O Presidente da República sublinha, por isso, que só se pronuncia sobre a nomeação de titulares de órgãos do Estado sob proposta do Governo, como é o caso da Procuradoria-Geral da República, no momento da designação.

Esta nota surge num momento de debate sobre a recondução ou não da atual procuradora-geral da República, Joana Marques Vidal, e a leitura do texto da Constituição quanto à admissão ou não de uma renovação do seu mandato.

A Constituição da República Portuguesa estabelece "que o mandato do procurador-geral da República tem a duração de seis anos" e que compete ao Presidente da República "nomear e exonerar, sob proposta do Governo", o titular deste cargo.

Francisca Van Dunem disse sobre o mandato da PGR: "Na perspetiva de análise jurídica que faço, há um mandato longo e um mandato único". E o primeiro-ministro, António Costa, questionado pelo PSD no debate quinzenal sobre esta resposta da ministra, ficou à defesa: é ao Presidente que compete "nomear e exonerar, sob proposta do Governo, o presidente do Tribunal de Contas e o procurador-geral da República".

Costa acrescentou ainda: "O calendário impõe que essa decisão tenha de ser tomada em outubro e, como é próprio da Constituição, decorre de um diálogo entre Governo e Presidente da República.

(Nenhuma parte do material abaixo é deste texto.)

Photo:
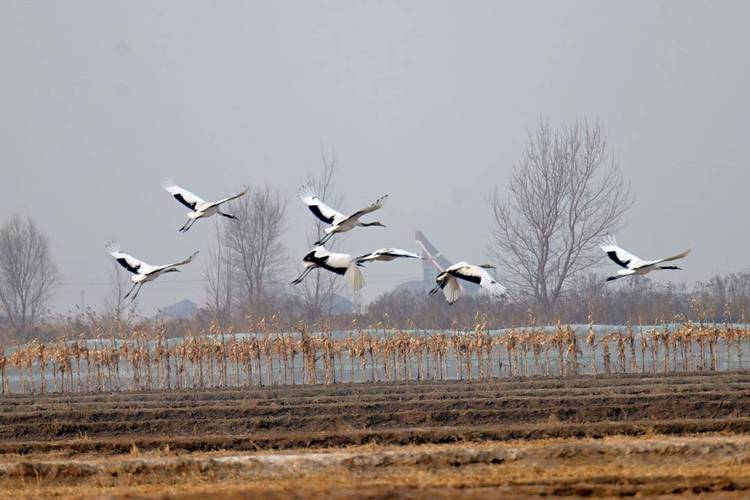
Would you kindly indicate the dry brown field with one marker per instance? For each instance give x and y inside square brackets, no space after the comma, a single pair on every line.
[636,434]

Nunca direi nada em público sobre o futuro do Ministério Público, sobre o futuro da atual procuradora-geral da República, sem que fale primeiro com o Presidente da República", atirou o primeiro-ministro.

Contactada ainda ontem pelo DN, fonte de Belém afirmava apenas que o PR não comentava entrevistas de governantes.

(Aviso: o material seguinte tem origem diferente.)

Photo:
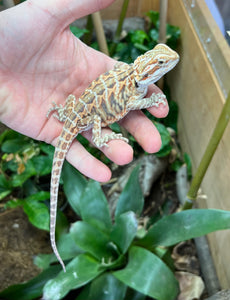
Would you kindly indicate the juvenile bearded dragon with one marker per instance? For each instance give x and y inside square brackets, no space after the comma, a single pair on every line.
[107,99]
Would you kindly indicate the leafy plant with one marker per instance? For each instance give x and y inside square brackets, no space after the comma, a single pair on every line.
[111,258]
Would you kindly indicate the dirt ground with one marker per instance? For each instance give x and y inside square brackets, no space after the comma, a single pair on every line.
[19,243]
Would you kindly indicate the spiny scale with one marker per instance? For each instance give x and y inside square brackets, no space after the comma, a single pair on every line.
[108,99]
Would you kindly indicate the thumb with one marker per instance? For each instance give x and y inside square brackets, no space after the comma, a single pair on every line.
[67,11]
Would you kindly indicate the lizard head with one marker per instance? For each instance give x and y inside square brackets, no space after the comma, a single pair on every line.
[151,66]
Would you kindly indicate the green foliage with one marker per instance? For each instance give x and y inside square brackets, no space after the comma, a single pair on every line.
[23,162]
[102,254]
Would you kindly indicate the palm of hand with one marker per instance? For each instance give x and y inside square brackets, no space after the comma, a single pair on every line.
[40,62]
[42,66]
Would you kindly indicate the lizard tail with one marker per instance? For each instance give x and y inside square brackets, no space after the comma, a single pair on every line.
[64,142]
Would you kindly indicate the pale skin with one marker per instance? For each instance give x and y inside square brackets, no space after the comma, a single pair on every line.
[41,61]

Como se previa, o PSD não se deu por satisfeito com as respostas do primeiro-ministro no debate quinzenal: Hugo Soares recuperou o acordo entre sociais-democratas e socialistas para a revisão constitucional de 1997. António Costa era o líder parlamentar do PS, recordou o atual líder da bancada do PSD, e os dois partidos acertaram que o mandato do PGR seria de seis anos "sem limitação de renovações", como leu Hugo Soares. Já os mandatos dos juízes do Tribunal Constitucional estão definidos como sendo de "nove anos", "não renováveis". "Não há limitação de mandatos para nenhum órgão que não esteja expressamente previsto na lei", argumentou.

Hugo Soares defendeu que a ministra não tem direito a opiniões pessoais no exercício de funções e que vê todo o caso como uma tentativa do Governo de "condicionar" a chefe do Ministério Público (MP).

Entretanto, vários constitucionalistas vieram contrariar a visão da ministra da Justiça, nomeadamente o "pai" da Constituição portuguesa: "Constitucionalmente não há nenhum impedimento à renovação do mandato do procurador-geral da República (PGR). Trata-se apenas de uma decisão política", disse ao DN constitucionalista Jorge Miranda, professor catedrático jubilado da Faculdade de Direito da Universidade de Lisboa.

De acordo com o artigo 220.º da Constituição da República Portuguesa, "o mandato do procurador-geral da República tem a duração se seis anos, sem prejuízo da alínea m) do artigo 133.º". Esta alínea diz apenas que "compete ao Presidente da República nomear e exonerar, sob proposta do governo, o presidente do Tribunal de Contas e o procurador-geral da República". A limitação do tempo de mandato foi inscrita em 1997.

Jorge Miranda salienta que "os casos em que é proibida a renovação dos mandatos são claramente expressos, como acontece em relação ao 3.º mandato do Presidente da República ou dos juízes do Tribunal Constitucional (duração "não renovável" de nove anos)".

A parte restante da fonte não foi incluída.